Ein kleines geschenktes Zeitfenster in der Woche ist für Menschen, die aufgrund von Erkrankungen oder Alter nur wenig am gesellschaftlichen Leben teilnehmen können, ein wertvolles Gut. Eine nette Unterhaltung, ein schöner Spaziergang oder gemeinsames Kaffeetrinken können Kraft und Zuversicht geben. Diese Idee steht hinter dem Projekt „Zeit schenken“, ein Besuchsdienst für Senioren.

Anneke Imhoff ist ehrlich: „Wir können in Bremen-Nord noch ehrenamtliche Mitarbeiter gebrauchen.“ Mit „wir“ meint die 36-jährige Gesundheitswissenschaftlerin den Verein Netzwerk Selbsthilfe. Er ist seit mehr als 30 Jahren in Bremen und Nordniedersachsen die Anlaufstelle für Menschen mit Ideen, Initiative und Engagement. Das Netzwerk hilft Menschen unter anderem dabei, eine passende Selbsthilfegruppe zu finden, gibt Vereinen praktische Unterstützung und berät Menschen, die sich sozial engagieren möchten, unter anderem im Projekt „Zeit schenken“.

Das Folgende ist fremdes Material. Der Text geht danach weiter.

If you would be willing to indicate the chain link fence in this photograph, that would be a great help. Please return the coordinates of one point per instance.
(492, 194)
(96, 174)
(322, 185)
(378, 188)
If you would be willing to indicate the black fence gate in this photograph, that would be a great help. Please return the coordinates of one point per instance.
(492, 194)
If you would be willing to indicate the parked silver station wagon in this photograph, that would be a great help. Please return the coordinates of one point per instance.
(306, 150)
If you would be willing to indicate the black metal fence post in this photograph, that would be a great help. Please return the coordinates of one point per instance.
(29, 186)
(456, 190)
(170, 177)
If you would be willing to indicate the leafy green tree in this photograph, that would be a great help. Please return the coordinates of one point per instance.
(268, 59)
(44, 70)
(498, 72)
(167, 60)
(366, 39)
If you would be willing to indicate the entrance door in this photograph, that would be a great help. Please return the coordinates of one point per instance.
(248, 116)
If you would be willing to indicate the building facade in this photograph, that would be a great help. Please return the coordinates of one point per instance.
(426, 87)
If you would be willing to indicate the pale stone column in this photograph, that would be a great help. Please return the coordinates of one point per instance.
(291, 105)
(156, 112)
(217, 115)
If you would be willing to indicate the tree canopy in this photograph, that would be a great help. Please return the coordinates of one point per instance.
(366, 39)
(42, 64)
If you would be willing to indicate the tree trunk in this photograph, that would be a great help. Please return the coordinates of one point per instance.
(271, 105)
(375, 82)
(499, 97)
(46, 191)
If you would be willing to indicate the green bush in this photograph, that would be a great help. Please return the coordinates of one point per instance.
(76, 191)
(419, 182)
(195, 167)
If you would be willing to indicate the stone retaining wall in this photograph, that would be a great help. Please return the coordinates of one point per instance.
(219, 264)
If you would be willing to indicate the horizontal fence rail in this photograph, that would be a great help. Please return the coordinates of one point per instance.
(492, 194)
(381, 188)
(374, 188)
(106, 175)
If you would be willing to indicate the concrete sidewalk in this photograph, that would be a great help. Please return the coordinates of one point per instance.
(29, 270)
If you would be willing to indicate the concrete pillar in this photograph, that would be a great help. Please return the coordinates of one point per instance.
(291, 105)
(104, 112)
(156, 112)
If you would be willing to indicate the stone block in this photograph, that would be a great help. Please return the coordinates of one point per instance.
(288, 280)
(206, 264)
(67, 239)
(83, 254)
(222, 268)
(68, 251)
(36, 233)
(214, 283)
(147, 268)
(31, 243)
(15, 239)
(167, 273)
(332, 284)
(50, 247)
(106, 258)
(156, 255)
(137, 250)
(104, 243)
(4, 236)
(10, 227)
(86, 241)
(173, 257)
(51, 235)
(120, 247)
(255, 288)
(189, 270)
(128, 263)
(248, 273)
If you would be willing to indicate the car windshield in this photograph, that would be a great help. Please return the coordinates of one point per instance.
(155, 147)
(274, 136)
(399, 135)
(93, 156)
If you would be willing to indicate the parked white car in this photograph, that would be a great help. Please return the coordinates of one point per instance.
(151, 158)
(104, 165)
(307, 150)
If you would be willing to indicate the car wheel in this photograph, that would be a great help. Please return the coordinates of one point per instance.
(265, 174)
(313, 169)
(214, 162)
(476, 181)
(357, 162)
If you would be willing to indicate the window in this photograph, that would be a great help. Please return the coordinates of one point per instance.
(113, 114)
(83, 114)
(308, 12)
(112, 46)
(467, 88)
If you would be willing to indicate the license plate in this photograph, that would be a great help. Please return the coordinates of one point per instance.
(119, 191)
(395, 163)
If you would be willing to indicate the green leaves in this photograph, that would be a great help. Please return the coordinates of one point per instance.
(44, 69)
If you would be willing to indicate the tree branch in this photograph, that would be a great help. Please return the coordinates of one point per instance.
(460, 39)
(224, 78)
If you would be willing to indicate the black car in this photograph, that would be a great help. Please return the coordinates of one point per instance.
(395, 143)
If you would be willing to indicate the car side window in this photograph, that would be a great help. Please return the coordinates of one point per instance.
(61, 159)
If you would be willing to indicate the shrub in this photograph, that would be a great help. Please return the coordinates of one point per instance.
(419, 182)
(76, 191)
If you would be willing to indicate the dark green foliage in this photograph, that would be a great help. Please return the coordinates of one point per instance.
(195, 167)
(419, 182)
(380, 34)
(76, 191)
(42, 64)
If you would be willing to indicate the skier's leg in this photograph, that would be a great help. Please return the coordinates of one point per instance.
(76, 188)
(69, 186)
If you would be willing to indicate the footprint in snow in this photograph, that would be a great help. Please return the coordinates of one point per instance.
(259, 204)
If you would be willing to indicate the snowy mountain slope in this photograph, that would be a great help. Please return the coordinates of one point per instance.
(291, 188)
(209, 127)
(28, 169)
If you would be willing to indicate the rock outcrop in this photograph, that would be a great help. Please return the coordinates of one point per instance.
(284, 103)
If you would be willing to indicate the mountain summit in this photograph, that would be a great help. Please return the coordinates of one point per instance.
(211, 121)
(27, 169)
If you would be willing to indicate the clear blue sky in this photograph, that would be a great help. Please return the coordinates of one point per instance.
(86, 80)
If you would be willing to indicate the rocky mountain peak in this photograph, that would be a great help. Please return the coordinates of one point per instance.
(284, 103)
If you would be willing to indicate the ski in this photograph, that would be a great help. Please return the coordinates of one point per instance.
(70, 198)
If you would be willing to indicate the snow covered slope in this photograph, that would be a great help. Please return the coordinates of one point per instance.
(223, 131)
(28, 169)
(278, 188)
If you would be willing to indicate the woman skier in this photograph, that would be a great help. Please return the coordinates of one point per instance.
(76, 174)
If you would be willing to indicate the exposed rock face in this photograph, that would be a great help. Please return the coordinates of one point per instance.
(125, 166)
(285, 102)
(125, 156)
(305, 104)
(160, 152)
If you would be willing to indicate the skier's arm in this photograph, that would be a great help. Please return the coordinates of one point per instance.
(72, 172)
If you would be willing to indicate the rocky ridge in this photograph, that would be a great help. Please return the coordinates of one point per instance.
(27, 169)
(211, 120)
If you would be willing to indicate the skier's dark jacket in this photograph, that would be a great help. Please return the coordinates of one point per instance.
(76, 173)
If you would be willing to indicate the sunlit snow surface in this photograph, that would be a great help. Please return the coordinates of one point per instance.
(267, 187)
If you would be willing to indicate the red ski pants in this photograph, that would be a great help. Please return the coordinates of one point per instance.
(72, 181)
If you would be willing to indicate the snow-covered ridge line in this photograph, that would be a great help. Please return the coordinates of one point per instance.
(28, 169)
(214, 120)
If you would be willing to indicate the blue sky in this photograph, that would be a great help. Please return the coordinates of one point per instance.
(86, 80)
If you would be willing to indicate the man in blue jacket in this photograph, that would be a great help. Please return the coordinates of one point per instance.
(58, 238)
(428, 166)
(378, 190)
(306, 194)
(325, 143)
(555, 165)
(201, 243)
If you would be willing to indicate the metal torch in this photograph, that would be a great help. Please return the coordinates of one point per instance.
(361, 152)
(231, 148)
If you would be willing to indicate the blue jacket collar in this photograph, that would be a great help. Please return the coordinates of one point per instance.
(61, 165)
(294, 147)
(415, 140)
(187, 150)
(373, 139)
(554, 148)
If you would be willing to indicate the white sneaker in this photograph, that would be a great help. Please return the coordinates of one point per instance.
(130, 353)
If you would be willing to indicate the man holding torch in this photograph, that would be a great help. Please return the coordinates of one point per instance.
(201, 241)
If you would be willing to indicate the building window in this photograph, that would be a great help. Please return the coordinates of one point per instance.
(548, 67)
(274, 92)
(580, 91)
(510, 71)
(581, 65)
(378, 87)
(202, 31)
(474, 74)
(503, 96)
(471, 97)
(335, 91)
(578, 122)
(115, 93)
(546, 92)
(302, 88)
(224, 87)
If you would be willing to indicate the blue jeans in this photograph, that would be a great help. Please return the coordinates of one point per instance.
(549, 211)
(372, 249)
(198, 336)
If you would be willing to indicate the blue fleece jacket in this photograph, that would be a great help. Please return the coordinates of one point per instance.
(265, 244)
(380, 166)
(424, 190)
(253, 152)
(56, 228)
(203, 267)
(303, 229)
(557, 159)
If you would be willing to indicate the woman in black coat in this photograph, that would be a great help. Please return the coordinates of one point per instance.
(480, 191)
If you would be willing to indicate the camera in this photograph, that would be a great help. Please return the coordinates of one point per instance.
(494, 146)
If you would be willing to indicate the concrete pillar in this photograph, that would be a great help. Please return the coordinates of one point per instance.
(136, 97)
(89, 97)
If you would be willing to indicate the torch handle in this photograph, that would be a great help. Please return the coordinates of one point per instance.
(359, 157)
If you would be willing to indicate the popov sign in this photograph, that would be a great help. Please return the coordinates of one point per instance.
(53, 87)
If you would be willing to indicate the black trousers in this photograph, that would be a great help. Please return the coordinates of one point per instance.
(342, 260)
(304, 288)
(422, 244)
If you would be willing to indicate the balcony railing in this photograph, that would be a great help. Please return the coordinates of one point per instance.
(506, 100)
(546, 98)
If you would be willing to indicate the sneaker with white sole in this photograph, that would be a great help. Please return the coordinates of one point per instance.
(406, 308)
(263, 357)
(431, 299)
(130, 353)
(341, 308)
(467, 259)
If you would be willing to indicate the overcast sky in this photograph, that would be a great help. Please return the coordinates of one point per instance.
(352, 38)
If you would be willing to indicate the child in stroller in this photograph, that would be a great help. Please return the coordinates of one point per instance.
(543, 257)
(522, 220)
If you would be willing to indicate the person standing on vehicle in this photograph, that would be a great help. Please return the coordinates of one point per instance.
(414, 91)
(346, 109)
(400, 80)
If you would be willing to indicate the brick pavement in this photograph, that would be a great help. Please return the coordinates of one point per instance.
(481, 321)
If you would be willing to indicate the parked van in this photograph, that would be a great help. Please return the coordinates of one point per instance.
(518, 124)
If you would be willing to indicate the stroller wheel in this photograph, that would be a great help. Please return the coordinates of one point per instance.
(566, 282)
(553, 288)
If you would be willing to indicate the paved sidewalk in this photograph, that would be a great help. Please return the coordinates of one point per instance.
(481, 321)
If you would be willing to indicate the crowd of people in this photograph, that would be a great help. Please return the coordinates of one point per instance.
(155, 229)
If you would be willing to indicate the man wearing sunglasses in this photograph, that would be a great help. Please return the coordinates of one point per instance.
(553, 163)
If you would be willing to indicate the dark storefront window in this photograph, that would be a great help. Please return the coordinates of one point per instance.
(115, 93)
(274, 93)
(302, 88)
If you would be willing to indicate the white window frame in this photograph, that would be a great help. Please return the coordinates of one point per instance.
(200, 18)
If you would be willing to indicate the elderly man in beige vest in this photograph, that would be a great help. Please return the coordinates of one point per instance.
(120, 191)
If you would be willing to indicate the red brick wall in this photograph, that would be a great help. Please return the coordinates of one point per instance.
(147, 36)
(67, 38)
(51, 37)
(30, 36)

Anneke Imhoff ist für das Projekt verantwortlich. Das Zeit-Geschenk ist eine Idee für Menschen, die sich Zeit nehmen wollen für andere Menschen, die einsam sind, die Hilfe benötigen oder einen kommunikativen Austausch nicht mehr selbst organisieren können. „In der Regel sind es ältere und alte, pflegebedürftige Menschen mit einem Pflegegrad, die von unseren Zeitschenkern besucht werden“, erzählt Anneke Imhoff.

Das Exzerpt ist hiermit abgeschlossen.